Mayoritas penderita Hikikomori di Korea Selatan berasal dari kalangan kurang mampu atau menengah ke bawah
Sebanyak 40 persen anak muda Korsel yang terisolasi dari kehidupan sosial bermasyarakat berasal dari keluarga kurang mampu atau menengah ke bawah. Mirisnya lagi, faktor ekonomi bukan menjadi penyebab utama kesepian di Negeri Ginseng. Masalah emosional seperti KDRT, bullying, dan kekerasan verbal dan mental adalah salah satu penyebab mengapa banyak membuat kawula muda merasa tertekan dengan hidupnya.
Faktor lainnya seperti kesulitan keuangan, penyakit mental, masalah keluarga, atau tantangan kesehatan juga mendukung gambaran miris tersebut.
Cerita pilu seorang penderita kesepian di Korea Selatan
Salah seorang remaja yang tak mau disebutkan namanya menceritakan kisah miris hidupnya. Ia menjadi takut untuk keluar rumah dan memilih mengasingkan diri karena menderita depresi akibat kekerasan dalam rumah tangga (KDRT).
“Ketika saya berumur 15 tahun, (KDRT) membuat saya sangat tertekan sehingga saya mulai hidup terasing. Saya memilih sering tidur. Tidak banyak pilihan kegiatan selain makan saat lapar. Setelah itu saya kembali tidur,” ungkapnya.
Cerita di atasnya ternyata bukan satu-satunya yang terjadi. Banyak sekali anak-anak muda di Korea Selatan yang menjadi korban kekerasan oleh keluarganya. Belum lagi perundungan di sekolah yang marak terjadi di Negeri Ginseng itu. Membuat mereka menjadi minder dan takut untuk bersosialisasi, sehingga menimbulkan kecemasan sosial yang parah.

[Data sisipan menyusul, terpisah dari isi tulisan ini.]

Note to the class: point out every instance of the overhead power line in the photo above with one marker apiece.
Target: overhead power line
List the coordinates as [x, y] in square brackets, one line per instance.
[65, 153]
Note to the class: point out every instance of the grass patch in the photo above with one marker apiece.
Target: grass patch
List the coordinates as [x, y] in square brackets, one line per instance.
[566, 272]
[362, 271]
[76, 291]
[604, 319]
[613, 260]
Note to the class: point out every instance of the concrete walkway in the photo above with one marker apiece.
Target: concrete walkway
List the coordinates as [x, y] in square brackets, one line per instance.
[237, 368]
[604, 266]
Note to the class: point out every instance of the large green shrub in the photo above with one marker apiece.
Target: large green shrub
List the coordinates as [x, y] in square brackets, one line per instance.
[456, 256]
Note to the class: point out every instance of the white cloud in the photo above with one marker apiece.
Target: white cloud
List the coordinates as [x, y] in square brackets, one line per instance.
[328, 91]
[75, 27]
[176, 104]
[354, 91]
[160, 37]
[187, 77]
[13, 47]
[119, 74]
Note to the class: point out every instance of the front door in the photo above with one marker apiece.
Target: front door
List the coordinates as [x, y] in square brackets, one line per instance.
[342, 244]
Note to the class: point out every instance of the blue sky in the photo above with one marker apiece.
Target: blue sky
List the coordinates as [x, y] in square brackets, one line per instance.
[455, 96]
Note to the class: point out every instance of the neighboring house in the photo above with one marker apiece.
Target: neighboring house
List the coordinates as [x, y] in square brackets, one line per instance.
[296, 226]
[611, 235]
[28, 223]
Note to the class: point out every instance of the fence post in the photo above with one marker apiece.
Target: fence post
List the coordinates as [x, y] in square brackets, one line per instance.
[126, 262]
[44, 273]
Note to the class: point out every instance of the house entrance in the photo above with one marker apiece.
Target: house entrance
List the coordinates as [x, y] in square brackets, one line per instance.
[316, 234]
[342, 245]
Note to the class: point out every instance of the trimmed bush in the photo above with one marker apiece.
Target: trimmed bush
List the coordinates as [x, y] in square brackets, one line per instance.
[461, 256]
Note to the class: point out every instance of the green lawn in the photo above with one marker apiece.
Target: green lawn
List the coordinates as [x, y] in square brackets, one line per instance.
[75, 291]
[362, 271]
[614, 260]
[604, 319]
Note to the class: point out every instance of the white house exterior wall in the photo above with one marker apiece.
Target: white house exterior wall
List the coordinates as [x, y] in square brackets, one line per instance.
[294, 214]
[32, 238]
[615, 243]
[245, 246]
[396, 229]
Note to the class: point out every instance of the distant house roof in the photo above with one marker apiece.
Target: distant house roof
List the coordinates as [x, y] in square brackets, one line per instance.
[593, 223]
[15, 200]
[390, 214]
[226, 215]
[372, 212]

Langkah konkrit Pemerintah Korea Selatan untuk mengatasi masalah kesepian
Akan hal tersebut, Pemerintah Korea Selatan berupaya mencanangkan program untuk mendukung kesejahteraan psikologis warganya. Peningkatan layanan konseling berupa pemeriksaan kejiwaan pada kaum remaja setiap dua tahun sekali, juga menjadi langkah inovatif untuk menyelesaikan masalah kesehatan mental. Bahkan agenda ini masuk dalam skala nasional dan kuota yang tersedia hingga 1 juta orang, melansir KBS World.
Profesor Ilmu Politik Universitas Myongji, Shin Yul mengatakan agenda kesejahteraan ini dilancarkan untuk mendukung stabilitas emosi dan psikologis para penyendiri yang menarik diri dari dunia sosial. Terlebih menurut data The Korean Institute for Health and Social Affairs, sebanyak 350 ribu orang warga Korea Selatan berusia 19 sampai 39 dinilai terisolasi dan kesepian.
"Kebijakan ini pada dasarnya adalah kebijakan kesejahteraan. Meski tampak baik untuk mencoba berbagai pendekatan demi bisa meningkatkan populasi usia pekerja, ini tak dapat dilihat sebagai solusi jangka panjang untuk menyelesaikan populasi di sini," jelas Profesor Ilmu Politik Universitas Myongji, Shin Yul.